The primary attention to dignity and human rights is motivated by the assertion that completing the unfinished agenda of the International Conference will require a focused and shared commitment to human rights, non-discrimination and expanding opportunities for all. Any development agenda that aims at individual and collective well-being and sustainability has to guarantee dignity and human rights to all persons.
The right to the highest attainable standard of health, the significance of good health to the enjoyment of dignity and human rights and the importance of healthy populations to sustainable development are undeniable. The International Conference recognized the centrality of sexual and reproductive health and rights to health and development. Sexual and reproductive health and rights spans the lives of both women and men, offering individuals and couples the right to have control over and decide freely and responsibly on matters related to their sexual and reproductive health, and to do so free from violence and coercion.
Place and mobility encompasses the social and spatial environments that we live in and move between. The importance of place and mobility as a thematic pillar resides in linking the large-scale trends and dynamics of population — household formation and composition, internal mobility and urbanization, international migration and land and displacement — to the achievement of both individual dignity and well-being and sustainable development.
Governance and accountability is the primary means of achieving these goals. The world has seen important shifts in the diffusion of authority and leadership since 1994, with a growing multiplicity of national, municipal, civil society, private sector and other non-State actors. The International Conference generated momentum at the national level for the creation and renewal of institutions to address population dynamics, sustainable development, sexual and reproductive health, the needs of adolescents and youth, and gender equality.

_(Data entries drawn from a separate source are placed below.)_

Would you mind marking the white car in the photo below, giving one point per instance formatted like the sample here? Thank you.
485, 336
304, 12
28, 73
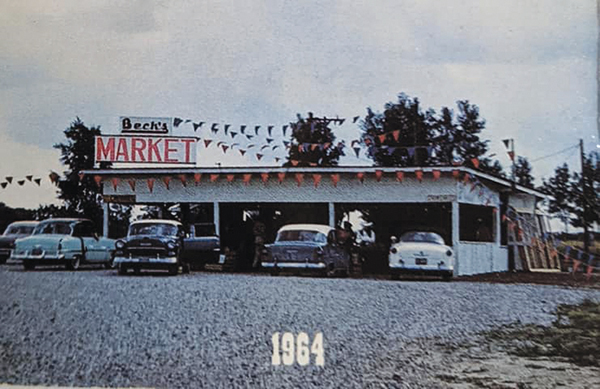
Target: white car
421, 252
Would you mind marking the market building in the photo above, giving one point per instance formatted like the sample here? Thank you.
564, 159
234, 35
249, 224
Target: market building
492, 224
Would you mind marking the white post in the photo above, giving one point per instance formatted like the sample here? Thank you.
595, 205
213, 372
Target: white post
105, 213
455, 234
331, 215
217, 218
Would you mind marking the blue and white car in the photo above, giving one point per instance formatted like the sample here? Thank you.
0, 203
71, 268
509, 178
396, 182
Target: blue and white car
421, 252
306, 248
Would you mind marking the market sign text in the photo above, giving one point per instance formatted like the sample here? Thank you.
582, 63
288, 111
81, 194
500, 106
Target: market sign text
146, 149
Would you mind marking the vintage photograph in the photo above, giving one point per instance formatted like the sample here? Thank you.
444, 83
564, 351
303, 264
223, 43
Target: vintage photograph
275, 194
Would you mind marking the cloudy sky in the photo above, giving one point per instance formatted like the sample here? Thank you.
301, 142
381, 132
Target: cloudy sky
529, 65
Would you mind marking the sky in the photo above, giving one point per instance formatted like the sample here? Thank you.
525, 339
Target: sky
530, 66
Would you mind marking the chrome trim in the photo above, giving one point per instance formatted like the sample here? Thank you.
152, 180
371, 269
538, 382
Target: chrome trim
294, 265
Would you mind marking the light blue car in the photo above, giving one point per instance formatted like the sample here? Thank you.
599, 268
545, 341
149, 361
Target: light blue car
68, 242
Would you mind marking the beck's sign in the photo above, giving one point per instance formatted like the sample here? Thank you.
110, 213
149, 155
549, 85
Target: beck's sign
146, 149
143, 125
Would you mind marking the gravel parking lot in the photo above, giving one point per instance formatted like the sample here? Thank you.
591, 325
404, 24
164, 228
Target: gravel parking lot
92, 327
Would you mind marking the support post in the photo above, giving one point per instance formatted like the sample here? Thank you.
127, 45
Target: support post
217, 218
331, 215
105, 214
455, 234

Sustainability reaffirms the intrinsic linkages between the goals elaborated in the preceding paragraphs on dignity and human rights, health, place and mobility, and governance, and underscores that discrimination and inequality must be prioritized in both the beyond 2014 and post-2015 agendas for the well-being of the human population and our common home, the planet. The current development model has improved living standards and expanded opportunity for many, yet the economic and social gains have been distributed unequally and have come at great cost to the environment.